Democrats believe they enjoyed several successes in this week’s veto session despite ten overrides by the Republican majority.
Key among what they consider wins is the failure by House backers of “right to work” to come up with enough votes to overturn Governor Jay Nixon’s (D) veto of that bill.
“I think it’s a real significant victory and a very important moment of history,” Nixon said Thursday. “Workers rights are important. Paying people a fair wage is important. Allowing people to organize is important,. and the benefits that come from that are shared by union and non-union households alike. The work of organized union labor has gotten us a tremendous number of very positive things we take for granted now. A 40-hour work week, child labor laws, maternity leave policies.”
Republicans say “right to work” will become law in Missouri, with Senate President Pro Tem Ron Richard (R-Joplin) calling it a “matter of time.”

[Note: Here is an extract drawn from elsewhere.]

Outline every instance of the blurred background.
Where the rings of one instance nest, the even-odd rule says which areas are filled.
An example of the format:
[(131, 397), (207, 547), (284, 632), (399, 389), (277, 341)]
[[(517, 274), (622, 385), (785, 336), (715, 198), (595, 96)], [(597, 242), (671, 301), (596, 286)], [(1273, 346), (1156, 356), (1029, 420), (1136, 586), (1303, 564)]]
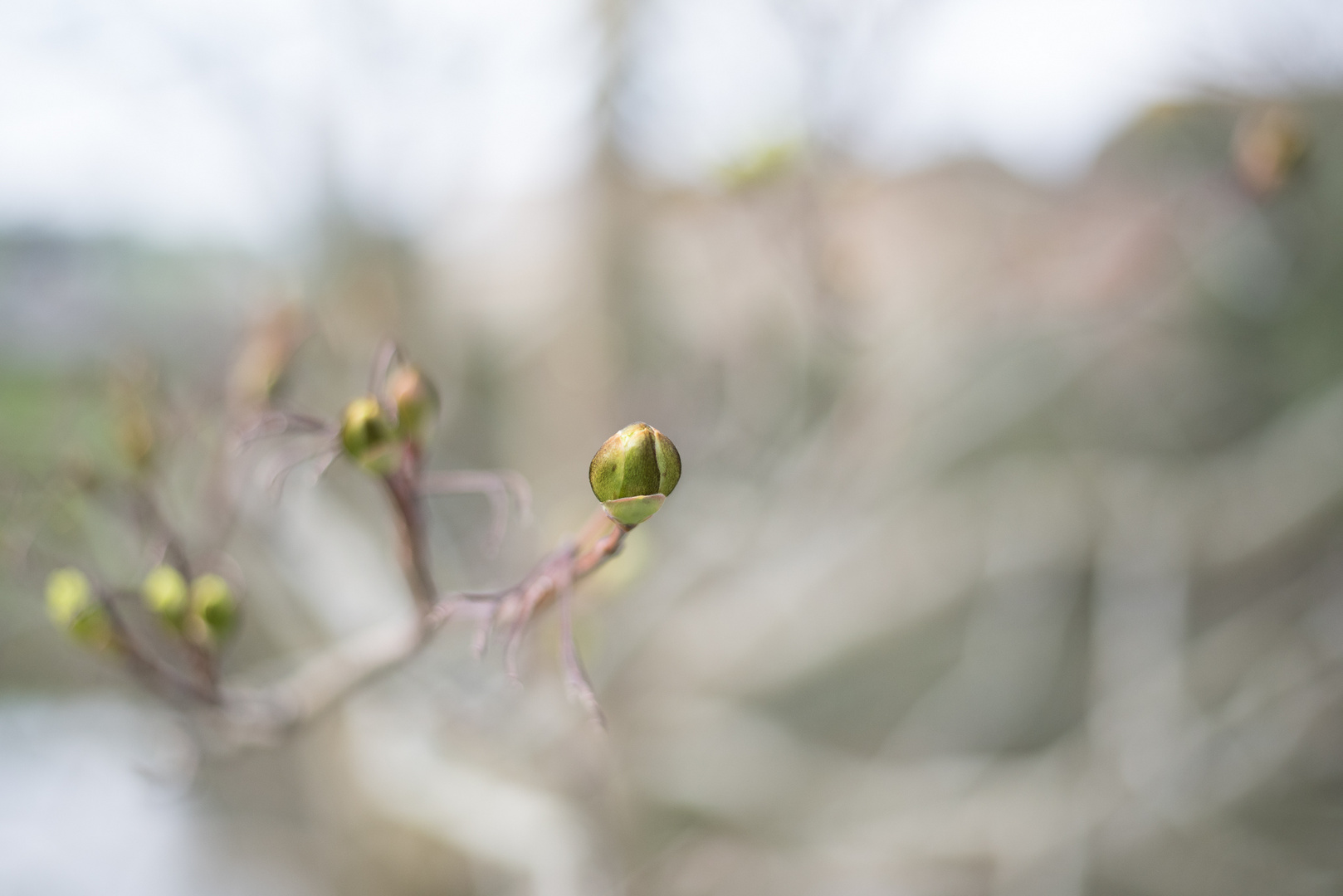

Republicans did vote to overturn Nixon’s veto of a bill that reduces unemployment benefits to as few as 13 weeks depending on the state unemployment rate. Nixon expects that law to end up in court, however. He and other critics say because of when he vetoed it, the veto overturn vote should have been taken before the end of the regular session in May.
“We’ll look at what the legal uncertainties are about that as the days go forward, but those things don’t take effect for at least 30 days and some provisions of it don’t start until January, so we should have plenty of time to get a review of how that can be dealt with,” said Nixon.
Nixon said he doesn’t plan to sue the legislature over the procedural issue.
“It would not surprise me to see folks want to litigate about it but I’m not going to be having government suing government to decide things of that nature. I think we’ve got enough to do with our limited tax dollars rather than spending them on lawyers to try to settle our fights between branches of government,” said Nixon.
Another veto overridden by Republicans was on a bill that would bar cities from increasing their minimum wage to a rate greater than the state’s, and from banning stores in their borders from using plastic bags. Missouri House Democrat leader Jake Hummel (D-St. Louis) expects that will also be challenged in court.
“Any time that you’re trying to block municipalities from enacting ordinances that they clearly have the ability to under state statute, I think those are some very real, tangible things that some areas of the state are going to care about,” said Hummel.
Hummel said with the possibility of those legal challenges plus the failure of the “right to work” bill, “I really couldn’t be happier with how things turned out.”